If I told you it’s been a twelve-year battle since we moved into this house, would you believe me? I’m thinking yes.
But let me tell you the wonderful things about him! He is very intelligent, he is a design engineer for a leading electronics company. He has several patents under his name, travels to distant places, is responsible for saving his company millions of dollars by designing electronics as frugally as possible.
But I have seen his workspace at work, too! The only time it is neat and clean is when he is required to move his cubicle to another part of the building with his team. The rest of the time, it’s just like his bathroom counter – expanded multiple times the surface space.
My husband is also a very loving man. He is deeply in love with me, and he married me when I had three young boys to finish raising, becoming the father they never had (who had deserted them and moved states away). They are all grown now with children of their own, and we are all very close as a family.

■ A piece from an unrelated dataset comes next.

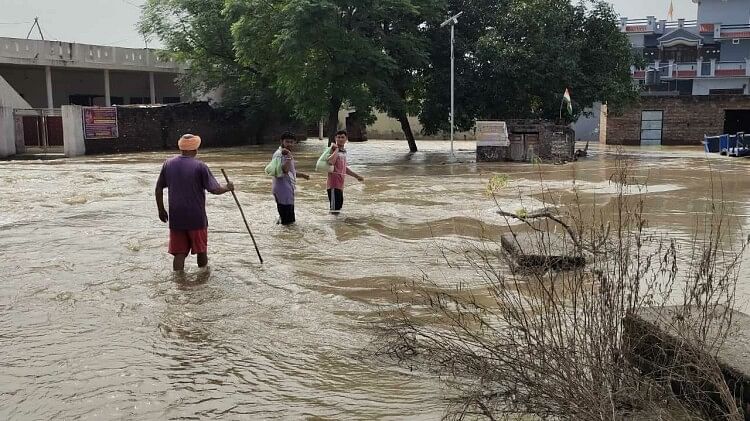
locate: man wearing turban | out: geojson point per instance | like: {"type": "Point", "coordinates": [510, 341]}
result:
{"type": "Point", "coordinates": [187, 179]}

One of his nicknames is “Mr Christmas” because that is his favorite holiday and he goes “all out” with decorations – lights inside and out. It was so contagious that I became his full-on decorating partner and we have a GREAT time getting our house ready every year….to the ooooh’s and aaaaaaaw’s of family because we try to never do it the same.
Another of his nicknames is “always the teacher” because he used every opportunity to teach about anything musical or scientific – his two academic loves. He would get the kids up on Saturday mornings, and instead of cartoons, they got to watch him draw lines, scales, notes, and chords on a white board in the living room to the sounds of a lecture on music theory. Our five children were all required to take piano for at least five years before they could switch to another instrument or form of musical expression. Grumbling through those years, but grateful today, he is still “ever the teacher” to them, and now, to the grandchildren.
I wonder, sometimes, are there any other men (or women) out there who are such a dichotomy of personalities? I’ve met other engineer’s wives who complain of similiar eccentric values and behaviors, but none quite so extreme as my husband’s – perhaps, however, they are lying? I am laughing because I have told so very few people how cah-razy he really can be sometimes. (I haven’t even told YOU everything!)
Marriage is a lot of work when you are much alike with your mate, but when you have diametrically-opposed values in any category, it takes a lot of talking (calmly, whenever possible), a desire to hold back sarcasm, and an ear to listen to reasons that make absolutely no sense when you ask “why”. It takes a relentless pursuit of forgiveness…and letting yourself forget things said in the heat of the moment….on both sides.
It also keeps life colorful and interesting…how boring would it be if we never had any conflicts, any completely opposite ideas about things? And how would we learn to live with people very different from ourselves, in our own home, so that we can be far more tolerant of those who don’t live with us? I think marriage is the practice ground for everyday tolerance, for everyday compromise and for learning selflessness that is truly self-LESS.
I will say more about this later, but let this be a start. I would love any feedback from compadres married to men (or women) with similiar goods and similiar evils!